Assumptions: • Successful completion of the DS314Svr modules, including all

exercises.

Overview: In this exercise you will create a series of jobs the will extract data from a set of database tables, transform and summarize the data, then load the results to a target database table. The final application will run several jobs in parallel then run two more jobs serially. A master control job will manage the job execution network.

You will then apply job optimization techniques to maximize job performance.

Review previous modules in this course as needed to perform the detailed tasks.

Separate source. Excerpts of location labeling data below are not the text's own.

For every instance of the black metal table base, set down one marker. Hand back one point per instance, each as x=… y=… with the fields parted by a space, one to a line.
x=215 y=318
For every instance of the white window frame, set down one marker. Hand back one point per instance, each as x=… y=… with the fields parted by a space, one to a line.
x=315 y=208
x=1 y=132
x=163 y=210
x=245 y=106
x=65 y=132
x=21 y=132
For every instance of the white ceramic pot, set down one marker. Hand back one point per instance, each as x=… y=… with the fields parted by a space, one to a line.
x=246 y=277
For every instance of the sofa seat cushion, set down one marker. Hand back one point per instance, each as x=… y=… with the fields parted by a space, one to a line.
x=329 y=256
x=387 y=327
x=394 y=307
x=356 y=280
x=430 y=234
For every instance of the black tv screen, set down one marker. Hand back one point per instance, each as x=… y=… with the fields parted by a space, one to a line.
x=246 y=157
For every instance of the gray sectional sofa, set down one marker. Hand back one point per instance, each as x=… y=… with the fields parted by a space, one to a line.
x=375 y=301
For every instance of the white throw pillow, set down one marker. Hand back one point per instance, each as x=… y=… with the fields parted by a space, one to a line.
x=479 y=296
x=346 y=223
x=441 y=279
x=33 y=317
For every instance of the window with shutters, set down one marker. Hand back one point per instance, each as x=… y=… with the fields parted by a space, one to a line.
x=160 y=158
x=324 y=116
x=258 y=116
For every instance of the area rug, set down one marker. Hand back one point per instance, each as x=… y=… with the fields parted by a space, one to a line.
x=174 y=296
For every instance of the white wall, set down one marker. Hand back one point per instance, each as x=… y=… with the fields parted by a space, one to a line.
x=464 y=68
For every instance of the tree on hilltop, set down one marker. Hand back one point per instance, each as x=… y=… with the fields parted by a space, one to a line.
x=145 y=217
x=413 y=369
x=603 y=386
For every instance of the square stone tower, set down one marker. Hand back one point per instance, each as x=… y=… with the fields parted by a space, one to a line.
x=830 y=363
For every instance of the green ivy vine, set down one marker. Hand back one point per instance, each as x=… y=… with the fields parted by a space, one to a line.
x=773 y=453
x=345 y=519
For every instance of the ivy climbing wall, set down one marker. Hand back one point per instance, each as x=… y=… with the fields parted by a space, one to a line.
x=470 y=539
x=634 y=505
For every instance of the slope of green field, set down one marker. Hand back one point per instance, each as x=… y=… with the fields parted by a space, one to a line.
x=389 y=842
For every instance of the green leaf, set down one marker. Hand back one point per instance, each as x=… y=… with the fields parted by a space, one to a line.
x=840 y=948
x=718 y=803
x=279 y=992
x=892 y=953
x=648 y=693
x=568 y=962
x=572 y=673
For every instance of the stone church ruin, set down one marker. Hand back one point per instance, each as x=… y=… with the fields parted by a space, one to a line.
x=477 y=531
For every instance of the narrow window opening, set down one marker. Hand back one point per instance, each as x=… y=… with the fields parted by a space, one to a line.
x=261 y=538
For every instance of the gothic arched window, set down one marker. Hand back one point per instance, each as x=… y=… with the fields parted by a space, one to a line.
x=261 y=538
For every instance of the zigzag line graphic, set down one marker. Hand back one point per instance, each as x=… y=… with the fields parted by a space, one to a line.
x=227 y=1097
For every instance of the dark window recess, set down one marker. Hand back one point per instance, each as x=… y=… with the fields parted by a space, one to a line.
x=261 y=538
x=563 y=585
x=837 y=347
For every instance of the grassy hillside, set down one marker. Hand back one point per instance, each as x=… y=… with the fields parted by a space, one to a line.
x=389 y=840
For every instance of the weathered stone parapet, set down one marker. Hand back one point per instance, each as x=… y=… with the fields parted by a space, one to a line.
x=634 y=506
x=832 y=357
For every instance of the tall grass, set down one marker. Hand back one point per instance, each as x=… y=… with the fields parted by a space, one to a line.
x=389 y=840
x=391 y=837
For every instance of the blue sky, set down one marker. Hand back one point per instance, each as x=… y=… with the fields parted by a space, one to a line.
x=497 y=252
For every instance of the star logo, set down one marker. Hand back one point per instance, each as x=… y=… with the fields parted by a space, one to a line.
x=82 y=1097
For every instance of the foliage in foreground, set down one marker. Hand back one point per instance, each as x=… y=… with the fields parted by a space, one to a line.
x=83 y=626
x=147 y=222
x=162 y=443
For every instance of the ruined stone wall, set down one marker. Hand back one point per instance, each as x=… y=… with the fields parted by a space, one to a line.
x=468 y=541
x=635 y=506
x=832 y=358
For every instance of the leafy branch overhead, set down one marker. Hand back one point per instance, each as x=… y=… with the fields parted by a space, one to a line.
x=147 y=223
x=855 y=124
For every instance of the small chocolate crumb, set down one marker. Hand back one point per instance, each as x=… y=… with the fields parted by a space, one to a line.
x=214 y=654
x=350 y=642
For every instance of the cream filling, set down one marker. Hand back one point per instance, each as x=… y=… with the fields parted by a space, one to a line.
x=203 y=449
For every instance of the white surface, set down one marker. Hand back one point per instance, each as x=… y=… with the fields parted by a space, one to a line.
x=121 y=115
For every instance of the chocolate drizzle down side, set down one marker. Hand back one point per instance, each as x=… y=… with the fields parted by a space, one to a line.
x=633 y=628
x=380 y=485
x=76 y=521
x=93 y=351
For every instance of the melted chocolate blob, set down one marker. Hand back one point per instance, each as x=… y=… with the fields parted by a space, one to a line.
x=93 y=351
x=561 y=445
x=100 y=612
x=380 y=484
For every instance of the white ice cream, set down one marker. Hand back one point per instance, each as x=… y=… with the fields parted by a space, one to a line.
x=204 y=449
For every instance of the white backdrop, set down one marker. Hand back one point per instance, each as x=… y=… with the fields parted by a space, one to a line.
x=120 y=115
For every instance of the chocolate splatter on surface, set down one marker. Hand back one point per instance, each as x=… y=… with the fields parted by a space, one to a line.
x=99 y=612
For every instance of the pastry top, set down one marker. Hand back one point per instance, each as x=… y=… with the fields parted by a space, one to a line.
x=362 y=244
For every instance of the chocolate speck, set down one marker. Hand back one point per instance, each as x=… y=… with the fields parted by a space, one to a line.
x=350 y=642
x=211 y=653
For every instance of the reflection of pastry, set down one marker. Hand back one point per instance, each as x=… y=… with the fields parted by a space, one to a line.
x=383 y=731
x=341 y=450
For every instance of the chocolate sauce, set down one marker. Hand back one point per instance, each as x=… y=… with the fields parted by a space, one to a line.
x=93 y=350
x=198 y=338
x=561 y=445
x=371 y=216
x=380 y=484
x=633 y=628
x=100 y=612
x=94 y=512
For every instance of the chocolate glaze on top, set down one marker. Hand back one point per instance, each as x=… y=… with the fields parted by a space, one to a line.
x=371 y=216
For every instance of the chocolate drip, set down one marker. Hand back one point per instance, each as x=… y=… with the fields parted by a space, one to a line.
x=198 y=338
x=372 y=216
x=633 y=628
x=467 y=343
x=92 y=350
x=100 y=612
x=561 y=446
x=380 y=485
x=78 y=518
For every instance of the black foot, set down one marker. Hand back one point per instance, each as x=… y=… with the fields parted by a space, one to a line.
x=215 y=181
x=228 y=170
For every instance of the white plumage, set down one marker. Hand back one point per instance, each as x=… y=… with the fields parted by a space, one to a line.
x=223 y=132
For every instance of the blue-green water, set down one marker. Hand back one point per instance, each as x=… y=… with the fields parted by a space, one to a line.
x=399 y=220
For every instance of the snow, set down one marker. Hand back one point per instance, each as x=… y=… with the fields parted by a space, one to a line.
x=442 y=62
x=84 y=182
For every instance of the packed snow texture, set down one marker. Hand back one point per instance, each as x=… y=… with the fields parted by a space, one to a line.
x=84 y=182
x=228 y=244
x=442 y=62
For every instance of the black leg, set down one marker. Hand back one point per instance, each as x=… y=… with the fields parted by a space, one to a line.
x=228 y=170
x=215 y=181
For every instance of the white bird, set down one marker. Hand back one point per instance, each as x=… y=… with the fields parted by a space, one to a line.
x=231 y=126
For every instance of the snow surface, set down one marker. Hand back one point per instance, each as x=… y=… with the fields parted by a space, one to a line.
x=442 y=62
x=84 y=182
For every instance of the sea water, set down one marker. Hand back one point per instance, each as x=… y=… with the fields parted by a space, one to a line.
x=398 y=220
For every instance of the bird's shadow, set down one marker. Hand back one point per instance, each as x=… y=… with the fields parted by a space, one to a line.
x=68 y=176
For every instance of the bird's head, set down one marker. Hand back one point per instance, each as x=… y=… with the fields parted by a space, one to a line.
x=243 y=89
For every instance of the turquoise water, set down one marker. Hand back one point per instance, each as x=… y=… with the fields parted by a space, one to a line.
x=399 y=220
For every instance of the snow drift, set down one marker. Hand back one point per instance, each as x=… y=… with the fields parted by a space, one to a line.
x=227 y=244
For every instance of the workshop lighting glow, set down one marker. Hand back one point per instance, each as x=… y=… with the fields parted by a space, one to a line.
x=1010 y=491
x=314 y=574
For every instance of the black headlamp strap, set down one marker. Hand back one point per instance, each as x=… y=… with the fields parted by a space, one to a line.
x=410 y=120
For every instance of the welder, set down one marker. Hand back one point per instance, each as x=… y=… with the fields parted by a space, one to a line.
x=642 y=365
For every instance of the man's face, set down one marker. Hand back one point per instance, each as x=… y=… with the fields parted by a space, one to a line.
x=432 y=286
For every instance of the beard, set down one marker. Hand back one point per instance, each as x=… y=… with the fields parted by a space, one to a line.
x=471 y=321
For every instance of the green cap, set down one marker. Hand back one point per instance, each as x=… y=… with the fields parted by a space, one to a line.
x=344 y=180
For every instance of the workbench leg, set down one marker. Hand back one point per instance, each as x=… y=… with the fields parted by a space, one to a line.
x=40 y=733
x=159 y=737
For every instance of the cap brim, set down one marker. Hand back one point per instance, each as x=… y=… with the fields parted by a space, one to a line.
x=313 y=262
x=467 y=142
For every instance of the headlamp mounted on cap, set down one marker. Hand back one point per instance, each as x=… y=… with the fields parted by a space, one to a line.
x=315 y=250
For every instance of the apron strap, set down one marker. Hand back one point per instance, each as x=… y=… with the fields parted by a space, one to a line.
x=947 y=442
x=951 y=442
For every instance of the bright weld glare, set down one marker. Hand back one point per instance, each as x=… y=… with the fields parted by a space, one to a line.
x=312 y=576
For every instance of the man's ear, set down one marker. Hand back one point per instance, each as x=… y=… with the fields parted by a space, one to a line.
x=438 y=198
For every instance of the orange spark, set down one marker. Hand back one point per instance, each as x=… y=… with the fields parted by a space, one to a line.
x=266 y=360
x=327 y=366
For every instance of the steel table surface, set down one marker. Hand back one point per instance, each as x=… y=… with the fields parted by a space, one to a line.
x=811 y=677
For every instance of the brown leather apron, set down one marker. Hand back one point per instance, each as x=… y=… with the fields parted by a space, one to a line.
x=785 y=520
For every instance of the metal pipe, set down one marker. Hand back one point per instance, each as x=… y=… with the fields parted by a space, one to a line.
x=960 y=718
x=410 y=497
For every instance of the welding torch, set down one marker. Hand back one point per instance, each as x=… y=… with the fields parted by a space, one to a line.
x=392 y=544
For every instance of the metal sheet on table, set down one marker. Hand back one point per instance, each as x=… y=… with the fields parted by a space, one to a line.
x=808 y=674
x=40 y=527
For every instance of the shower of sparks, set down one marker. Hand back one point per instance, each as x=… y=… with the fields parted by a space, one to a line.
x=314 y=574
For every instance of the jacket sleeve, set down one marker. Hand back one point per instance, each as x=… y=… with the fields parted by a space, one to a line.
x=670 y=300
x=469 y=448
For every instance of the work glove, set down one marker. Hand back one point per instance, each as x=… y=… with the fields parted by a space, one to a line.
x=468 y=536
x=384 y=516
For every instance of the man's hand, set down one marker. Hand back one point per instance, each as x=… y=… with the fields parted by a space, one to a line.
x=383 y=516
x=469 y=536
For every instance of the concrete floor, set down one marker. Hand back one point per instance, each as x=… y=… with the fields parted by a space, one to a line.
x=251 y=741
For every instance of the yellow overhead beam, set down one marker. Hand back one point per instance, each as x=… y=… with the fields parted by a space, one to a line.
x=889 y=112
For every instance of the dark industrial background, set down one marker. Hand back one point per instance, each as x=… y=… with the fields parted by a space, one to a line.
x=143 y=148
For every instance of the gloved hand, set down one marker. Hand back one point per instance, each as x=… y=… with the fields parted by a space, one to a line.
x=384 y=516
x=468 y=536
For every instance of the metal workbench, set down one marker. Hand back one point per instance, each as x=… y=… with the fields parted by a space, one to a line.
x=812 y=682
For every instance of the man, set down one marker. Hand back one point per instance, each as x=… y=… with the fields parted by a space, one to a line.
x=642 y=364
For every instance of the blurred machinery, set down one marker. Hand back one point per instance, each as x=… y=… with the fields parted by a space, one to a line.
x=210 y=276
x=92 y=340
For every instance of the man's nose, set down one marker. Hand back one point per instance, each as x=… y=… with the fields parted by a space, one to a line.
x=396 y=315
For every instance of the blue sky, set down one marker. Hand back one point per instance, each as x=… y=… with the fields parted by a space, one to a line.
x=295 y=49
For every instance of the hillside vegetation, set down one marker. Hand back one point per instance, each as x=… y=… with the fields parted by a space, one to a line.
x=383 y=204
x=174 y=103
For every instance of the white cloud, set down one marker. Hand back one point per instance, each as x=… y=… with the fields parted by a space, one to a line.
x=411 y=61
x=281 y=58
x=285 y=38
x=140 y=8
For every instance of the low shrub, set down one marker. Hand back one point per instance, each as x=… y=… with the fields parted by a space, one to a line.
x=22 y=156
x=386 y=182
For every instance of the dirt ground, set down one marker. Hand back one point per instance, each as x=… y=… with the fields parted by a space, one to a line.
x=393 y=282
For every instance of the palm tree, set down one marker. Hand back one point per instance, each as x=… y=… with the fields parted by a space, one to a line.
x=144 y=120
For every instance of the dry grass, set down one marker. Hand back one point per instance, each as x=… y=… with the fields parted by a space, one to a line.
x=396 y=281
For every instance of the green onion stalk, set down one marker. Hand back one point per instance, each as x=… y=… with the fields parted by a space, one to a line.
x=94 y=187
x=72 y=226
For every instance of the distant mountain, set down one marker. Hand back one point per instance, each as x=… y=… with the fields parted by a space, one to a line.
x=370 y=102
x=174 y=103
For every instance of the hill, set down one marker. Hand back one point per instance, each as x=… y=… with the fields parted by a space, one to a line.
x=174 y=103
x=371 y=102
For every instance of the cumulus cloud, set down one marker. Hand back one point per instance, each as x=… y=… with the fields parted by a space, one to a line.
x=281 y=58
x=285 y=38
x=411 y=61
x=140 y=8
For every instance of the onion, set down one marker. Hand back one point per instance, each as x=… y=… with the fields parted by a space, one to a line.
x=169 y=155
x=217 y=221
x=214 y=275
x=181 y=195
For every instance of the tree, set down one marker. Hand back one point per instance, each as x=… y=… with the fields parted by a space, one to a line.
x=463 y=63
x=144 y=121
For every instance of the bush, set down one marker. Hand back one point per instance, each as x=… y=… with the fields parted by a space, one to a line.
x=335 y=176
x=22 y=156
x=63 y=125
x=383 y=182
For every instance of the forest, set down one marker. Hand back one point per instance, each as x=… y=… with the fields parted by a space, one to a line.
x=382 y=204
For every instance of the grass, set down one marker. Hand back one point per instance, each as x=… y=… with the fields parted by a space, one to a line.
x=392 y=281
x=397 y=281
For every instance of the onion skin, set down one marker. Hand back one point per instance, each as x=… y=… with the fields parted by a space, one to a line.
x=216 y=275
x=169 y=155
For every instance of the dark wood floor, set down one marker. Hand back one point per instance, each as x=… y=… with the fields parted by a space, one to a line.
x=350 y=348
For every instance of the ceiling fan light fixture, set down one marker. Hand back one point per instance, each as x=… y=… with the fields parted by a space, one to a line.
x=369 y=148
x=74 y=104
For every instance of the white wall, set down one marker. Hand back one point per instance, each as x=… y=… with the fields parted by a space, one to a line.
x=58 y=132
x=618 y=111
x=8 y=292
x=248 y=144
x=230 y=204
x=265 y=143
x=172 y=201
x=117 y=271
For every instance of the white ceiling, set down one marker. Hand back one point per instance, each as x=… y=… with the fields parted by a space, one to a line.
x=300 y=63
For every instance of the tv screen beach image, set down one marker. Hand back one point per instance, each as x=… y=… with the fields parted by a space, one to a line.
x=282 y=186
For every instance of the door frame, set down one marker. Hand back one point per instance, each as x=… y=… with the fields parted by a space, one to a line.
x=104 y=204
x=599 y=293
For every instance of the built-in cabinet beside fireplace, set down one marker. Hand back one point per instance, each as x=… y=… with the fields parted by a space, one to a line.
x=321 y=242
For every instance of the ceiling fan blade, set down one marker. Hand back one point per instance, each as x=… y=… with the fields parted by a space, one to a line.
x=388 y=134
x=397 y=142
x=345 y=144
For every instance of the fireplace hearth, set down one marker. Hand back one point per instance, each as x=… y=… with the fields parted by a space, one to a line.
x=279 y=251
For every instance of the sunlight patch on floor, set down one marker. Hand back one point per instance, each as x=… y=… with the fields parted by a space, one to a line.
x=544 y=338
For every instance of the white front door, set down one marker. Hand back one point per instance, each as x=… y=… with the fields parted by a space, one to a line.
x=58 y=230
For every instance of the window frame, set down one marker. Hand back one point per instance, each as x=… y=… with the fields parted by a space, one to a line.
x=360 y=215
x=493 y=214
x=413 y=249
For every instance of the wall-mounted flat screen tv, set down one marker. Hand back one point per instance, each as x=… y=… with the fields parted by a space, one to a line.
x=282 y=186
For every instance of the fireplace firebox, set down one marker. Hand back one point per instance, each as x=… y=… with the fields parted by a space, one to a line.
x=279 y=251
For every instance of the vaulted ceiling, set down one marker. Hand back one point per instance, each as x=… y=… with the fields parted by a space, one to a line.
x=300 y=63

Business Problem: Our company uses a datamart (set of database tables) for product sales analysis. This datamart is used by business analysts to form a variety of adhoc queries but is unsuitable for end users seeking simple bottom-line reports. These end users requested a simple MS Access database table that provides summary sales information.

Solution: We have decided to build a pilot project to show end users that we can extract and reformat data to suit their needs and deliver this data on a regular schedule. To begin the project they would like two summary tables: one that gives them total sales by product and another table that gives them total sales by promotion.

We have decided to build an ETL system using DataStage to extract data from the datamart, flatten the data structures, summarize the data, and load it into database tables that can be easily displayed by our end users. The system will be comprised of the following components:

• Extraction jobs that unload the dimension tables from the datamart and load these to target hashed files.

• An extraction job that unloads sales data.

• A lookup job that flattens (denormalizes) the sales data.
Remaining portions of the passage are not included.